Ce que j’ai appris sur la gestion du changement
- Claudia Loutfi

- 7 oct.
- 3 min de lecture
Avec le temps, j’ai compris que la gestion du changement ne se résume pas à implanter un nouvel outil ou à écrire une procédure. Ce que je retiens surtout, c’est que chaque transformation repose sur un équilibre délicat : faire avancer les besoins de l’organisation sans négliger ceux des personnes qui la pérennise.
Impliquer dès le départ, mais sans épuiser
En pilotant certains projets de transformation interne, j’ai vite réalisé que le cœur du travail ne se joue pas dans les choix techniques, mais dans la façon dont les humains vivent ces changements. On implique les équipes dès le départ, non pas parce que c’est « la bonne pratique », mais parce que sans l'acceptabilité de l'équipe, rien ne tient. Nous avons co-construit les outils, testé des prototypes au sein d'une équipe restreinte, animé un hackathon pour favoriser l’appropriation et soutenu l'équipe à plusieurs niveaux : documentation claire, formations en ligne, accompagnement individuel, etc.
Ce faisant, on observe que la résistance au changement n’est pas un défaut. C’est une information. Derrière chaque résistance, il y a une émotion légitime : la peur de perdre ses repères, la fatigue ou le doute face à la pertinence du projet. Prendre soin de ces réactions, c’est déjà agir sur le changement.
Quand j’arrive dans une organisation, j’essaie d’abord d’écouter. Bien que j’ai en tête une grille des frictions fréquentes (gestion de la capacité, réunions qui prennent du temps, le flou dans les rôles, outils sous-utilisés, difficulté à déléguer ou à retrouver l’information, etc.) je reste souple et curieuse des défis que les individus peuvent vivre. J’observe, je pose des questions : Est-ce un problème d’outil ou de clarté ? Un enjeu de structure ou de confiance ?
Souvent, un symptôme comme « on a trop de rencontres », peut cacher une cause plus profonde...
Ce diagnostic collectif, je le fais à travers des ateliers, des sondages anonymes, mais surtout des discussions franches. Parce que les gens savent où ça coince, ainsi c'est à nous de créer les conditions pour qu’ils puissent l'exprimer.
Ensuite vient le moment de traduire l’analyse en action. Je m’appuie souvent sur les phases naturelles d’adoption : connaissance, persuasion, décision, implantation, confirmation. Ça m’aide à ajuster le rythme et les leviers. Par exemple, je sais qu’avant de convaincre, il faut écouter. Avant de former, il faut comprendre ce qui freine. Avant d’implanter, il faut simplifier.
J’aime travailler par itérations rapides : on essaie une solution, on observe, on ajuste. Ça permet de réduire les risques, d’identifier des leaders naturels et de célébrer les petits succès. Ces « quick wins » on le pouvoir de créer une dynamique d’adhésion bien plus forte que n’importe quelle communication interne du type « merci de lire le processus 8B afin de le mettre en application dans les plus brefs délais ».

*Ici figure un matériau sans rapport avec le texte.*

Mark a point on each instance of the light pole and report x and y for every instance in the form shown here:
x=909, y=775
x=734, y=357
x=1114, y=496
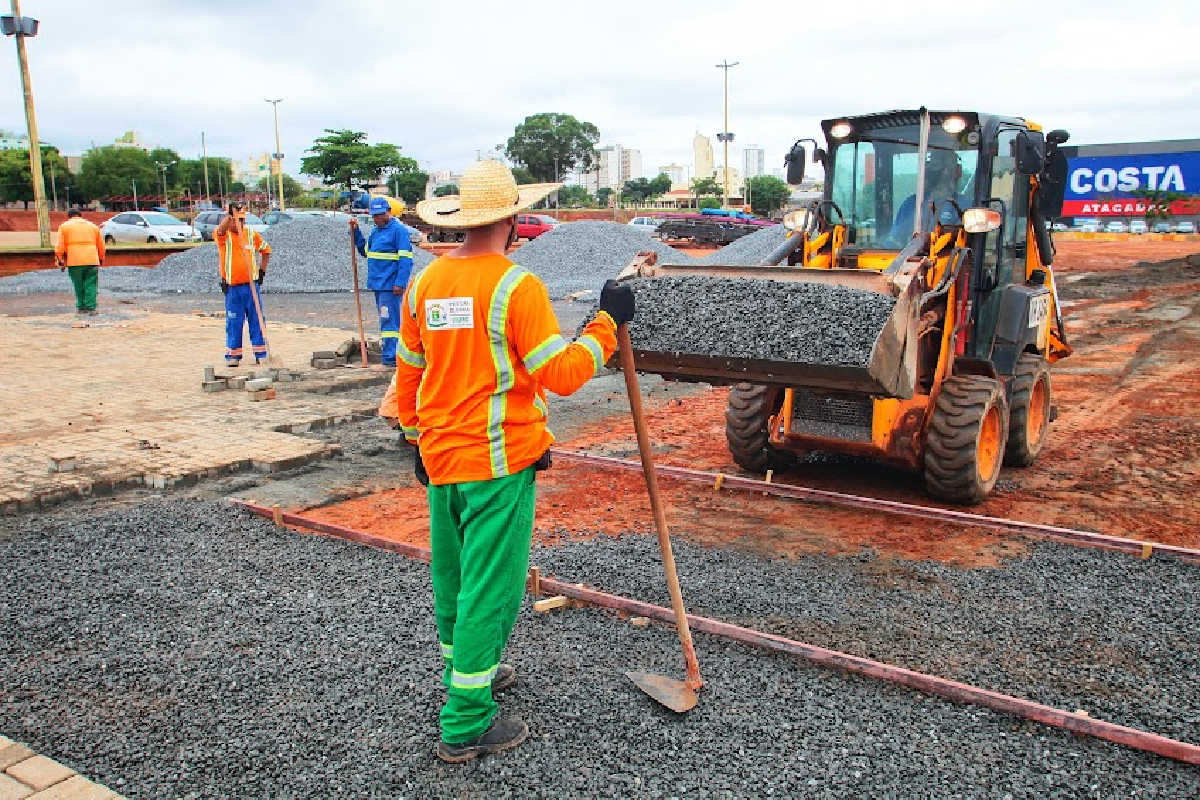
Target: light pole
x=726, y=137
x=19, y=28
x=279, y=150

Chercher le point d’équilibre entre besoins collectifs et individuels
Un apprentissage clé pour moi, c’est que une transformation ne tient que si chaque personne y trouve un bénéfice concret. Dans un mandat récent, on voulait implanter un plan de travail pour mitiger les risques liés aux absences imprévues (maladie, accident, départ, etc.). Plutôt que d’en faire un outil de gestion exclusivement, on l’a lié à un outil d'aide à la décision pour soutenir les personne à évaluer leur charge individuelle.
Résultat : chaque personne y trouvait un repère utile pour planifier sa semaine, éviter la surcharge et garder du pouvoir sur son temps. L’organisation, de son côté, y gagnait une meilleure vision d’ensemble et moins de risques opérationnels.
Ce type d’approche change la conversation. On passe de « on doit leur imposer cette marche à suivre » à la création d'une alliance entre les objectifs collectifs et les besoins humains. C’est souvent là que le changement devient durable.
Enfin, je garde toujours une pensée pour celles et ceux dont la littératie numérique est plus faible. Ce n’est pas un obstacle, c’est un point de départ. Il est plus simple d'adapter les outils, les rendre intuitifs et reconnaître les différences sans jugement que d'imposer une pratique sans considérer les défis de l'équipe.
Les changements qui durent ne sont pas ceux qu’on impose, mais ceux qu’on ancre dans la réalité quotidienne.
Pour moi, la gestion du changement, c’est avant tout une pratique d’écoute : écouter les résistances comme des signaux, chercher le sens partagé et avancer à un rythme qui respecte la capacité du groupe.
C’est là que les outils cessent d’être des contraintes et deviennent de vrais leviers de mieux-être collectif.